Оказывается, началась вся эта канитель еще вон когда. После смерти дедушки Ераса на пасеке перебывало охотников до легкой жизни много, да то в пчеловодстве не разбирались, то просто не выдерживали: летом догляд да уход нужен — не отлучись, а зимой тоже не проще: пчел подкармливать надо, рамки и улья мастерить, вощинку прессовать — все самому! А иные в запой ударялись, бражку-медовуху гнали и хлестали, не просыпаясь от пьянок. А Вовка был в армии, отслужил и больше года шоферил в городе, думали, уж так в городе и останется. И вдруг является. «Что, — говорит, — слыхал я, ухайдакали пасеку-то дедушки Ераса?» «Ухайдакали...» «А мне, — говорит, — доверяете? Хочу возродить ее в прежнем виде! Да не с панталыку я сбился, в своем, мол, уме и прошу послать меня на курсы пчеловодов!..» Ну, правление и решило: послать на курсы.

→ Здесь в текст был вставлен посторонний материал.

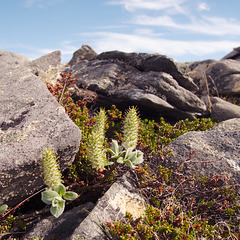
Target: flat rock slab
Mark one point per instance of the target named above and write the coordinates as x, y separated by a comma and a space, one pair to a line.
60, 228
217, 151
122, 197
30, 121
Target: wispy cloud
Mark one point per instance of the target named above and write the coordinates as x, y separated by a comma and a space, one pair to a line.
132, 5
202, 6
41, 3
206, 25
107, 41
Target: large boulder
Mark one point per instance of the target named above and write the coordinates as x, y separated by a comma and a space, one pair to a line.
85, 53
221, 110
220, 77
9, 61
216, 151
30, 121
122, 197
152, 62
128, 79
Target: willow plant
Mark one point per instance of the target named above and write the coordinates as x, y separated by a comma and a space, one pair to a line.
124, 154
56, 194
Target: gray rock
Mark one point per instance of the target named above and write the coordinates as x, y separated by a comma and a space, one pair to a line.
47, 67
152, 62
116, 83
122, 197
235, 54
30, 120
45, 63
9, 61
82, 54
217, 151
60, 228
222, 110
222, 77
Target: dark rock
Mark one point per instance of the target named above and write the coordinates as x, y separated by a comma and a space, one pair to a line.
82, 54
217, 151
235, 54
10, 61
118, 83
222, 110
151, 62
30, 120
45, 63
222, 77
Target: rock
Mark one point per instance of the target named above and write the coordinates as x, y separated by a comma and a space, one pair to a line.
45, 63
217, 151
10, 61
82, 54
152, 62
122, 197
60, 228
222, 77
222, 110
118, 83
30, 120
235, 54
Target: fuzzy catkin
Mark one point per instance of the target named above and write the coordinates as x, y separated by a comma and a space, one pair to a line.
130, 129
50, 169
97, 155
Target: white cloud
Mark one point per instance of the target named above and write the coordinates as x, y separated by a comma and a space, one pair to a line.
41, 3
107, 41
207, 25
202, 6
132, 5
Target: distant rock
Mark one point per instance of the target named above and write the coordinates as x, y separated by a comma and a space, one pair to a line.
10, 61
235, 54
217, 151
221, 110
223, 77
140, 79
82, 54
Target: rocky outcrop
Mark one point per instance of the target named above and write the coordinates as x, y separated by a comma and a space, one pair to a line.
152, 82
216, 151
85, 53
122, 197
221, 110
235, 54
222, 78
30, 120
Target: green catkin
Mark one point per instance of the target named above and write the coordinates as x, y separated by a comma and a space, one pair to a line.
130, 129
50, 169
97, 155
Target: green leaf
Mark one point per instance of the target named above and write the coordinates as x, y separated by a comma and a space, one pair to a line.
120, 160
60, 189
69, 195
3, 208
57, 208
139, 157
48, 196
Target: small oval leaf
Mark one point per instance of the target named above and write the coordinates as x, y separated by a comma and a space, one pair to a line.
48, 196
3, 208
69, 195
57, 210
60, 189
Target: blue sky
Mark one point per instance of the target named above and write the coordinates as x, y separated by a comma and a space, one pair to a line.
185, 30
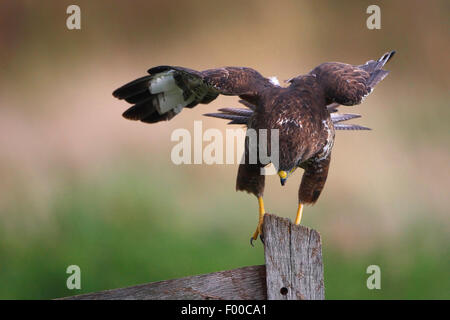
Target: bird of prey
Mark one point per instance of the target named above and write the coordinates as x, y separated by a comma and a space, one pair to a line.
304, 112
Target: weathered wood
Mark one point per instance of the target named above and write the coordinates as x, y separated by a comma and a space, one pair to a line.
239, 284
293, 256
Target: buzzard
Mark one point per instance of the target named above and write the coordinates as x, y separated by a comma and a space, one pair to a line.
304, 112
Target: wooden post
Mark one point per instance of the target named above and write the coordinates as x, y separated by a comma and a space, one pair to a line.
293, 256
293, 271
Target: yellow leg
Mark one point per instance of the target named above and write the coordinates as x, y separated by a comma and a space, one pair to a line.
299, 214
261, 219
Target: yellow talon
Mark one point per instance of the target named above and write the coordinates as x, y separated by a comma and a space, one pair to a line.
261, 218
282, 174
299, 214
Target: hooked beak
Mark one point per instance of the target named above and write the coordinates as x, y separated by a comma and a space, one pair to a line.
283, 177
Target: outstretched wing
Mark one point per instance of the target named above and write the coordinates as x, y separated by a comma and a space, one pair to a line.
348, 84
167, 90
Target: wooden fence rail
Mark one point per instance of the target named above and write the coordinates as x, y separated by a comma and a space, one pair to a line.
293, 270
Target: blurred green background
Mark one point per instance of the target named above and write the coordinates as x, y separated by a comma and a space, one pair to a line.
81, 185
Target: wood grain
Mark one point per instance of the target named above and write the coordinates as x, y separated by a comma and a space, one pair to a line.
246, 283
293, 257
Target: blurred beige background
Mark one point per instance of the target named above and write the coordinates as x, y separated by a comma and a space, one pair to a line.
68, 156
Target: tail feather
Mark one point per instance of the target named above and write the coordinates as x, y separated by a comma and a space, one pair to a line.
374, 68
235, 119
341, 126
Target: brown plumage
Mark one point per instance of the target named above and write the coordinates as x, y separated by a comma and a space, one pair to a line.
304, 112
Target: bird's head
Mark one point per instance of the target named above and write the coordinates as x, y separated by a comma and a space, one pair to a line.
285, 174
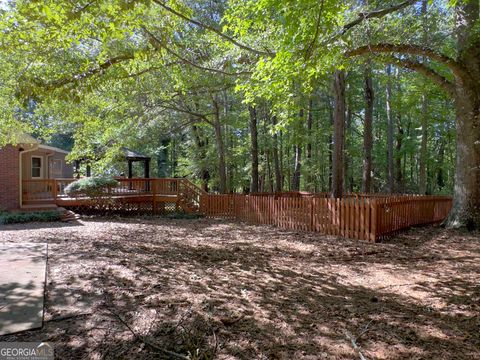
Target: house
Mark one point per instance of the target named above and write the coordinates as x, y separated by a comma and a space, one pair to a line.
26, 168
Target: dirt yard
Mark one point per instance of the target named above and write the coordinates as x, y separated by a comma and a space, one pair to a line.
145, 288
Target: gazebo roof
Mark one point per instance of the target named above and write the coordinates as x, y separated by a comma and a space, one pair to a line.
133, 155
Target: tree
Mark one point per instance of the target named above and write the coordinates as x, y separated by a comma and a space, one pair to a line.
338, 134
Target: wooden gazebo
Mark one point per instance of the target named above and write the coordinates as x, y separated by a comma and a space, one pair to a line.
127, 154
133, 156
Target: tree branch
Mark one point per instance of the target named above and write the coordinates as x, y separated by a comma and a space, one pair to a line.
408, 49
362, 16
376, 14
157, 44
438, 79
212, 29
185, 111
78, 77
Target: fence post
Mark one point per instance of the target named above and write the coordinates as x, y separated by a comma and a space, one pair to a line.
154, 196
373, 222
54, 190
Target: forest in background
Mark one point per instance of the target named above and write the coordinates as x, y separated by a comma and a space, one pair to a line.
256, 96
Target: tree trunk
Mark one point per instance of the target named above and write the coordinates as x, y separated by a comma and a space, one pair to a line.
367, 131
222, 188
254, 148
348, 177
276, 160
310, 178
422, 172
389, 131
466, 199
297, 168
338, 134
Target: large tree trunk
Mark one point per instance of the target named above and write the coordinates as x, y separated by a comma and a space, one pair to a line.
367, 131
310, 178
297, 168
201, 156
222, 173
330, 149
389, 131
338, 134
466, 199
347, 171
276, 160
254, 148
398, 157
297, 159
422, 171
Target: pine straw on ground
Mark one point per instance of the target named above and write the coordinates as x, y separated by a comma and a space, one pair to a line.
143, 288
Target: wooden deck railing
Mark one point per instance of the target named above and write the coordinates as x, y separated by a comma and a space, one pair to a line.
357, 217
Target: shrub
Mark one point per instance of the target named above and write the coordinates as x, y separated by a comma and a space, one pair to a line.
91, 187
41, 216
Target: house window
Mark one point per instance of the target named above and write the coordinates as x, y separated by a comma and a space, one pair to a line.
36, 167
55, 168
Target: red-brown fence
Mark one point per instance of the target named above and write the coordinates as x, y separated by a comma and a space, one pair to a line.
357, 217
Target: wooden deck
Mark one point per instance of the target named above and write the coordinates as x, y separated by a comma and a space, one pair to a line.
156, 195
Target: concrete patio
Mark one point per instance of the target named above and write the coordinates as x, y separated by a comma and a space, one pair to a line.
22, 286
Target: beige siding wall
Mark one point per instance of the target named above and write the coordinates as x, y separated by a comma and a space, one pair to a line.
54, 165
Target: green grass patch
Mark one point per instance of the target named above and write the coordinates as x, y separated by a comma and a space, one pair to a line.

Съездил. Вернулся и первым делом увел от Леньки Куприхина свою зазнобу, Любаху Паньшину, которая ждала его из армии не год и не два — четыре года матросской службы, но как стало известно, что осел демобилизованный моряк в Истринске, до Попереченки не доехал, — в тот же месяц вышла за Леньку, не попавшего на службу по болезни и все эти годы увивавшегося за Любой. Назло Володьке, надо понимать, вышла... Ну, переехали они с Володькой на пасеку, отремонтировал ее новоиспеченный пасечник дом для зимнего жилья (после дедушки Ераса ни один не зимовал на Мяконьком, обходились наездами из деревни). Через год Люба родила мальчонку, внука Фросе, а Вовка собрал более десятка роев в старый роевник дедушки Ераса.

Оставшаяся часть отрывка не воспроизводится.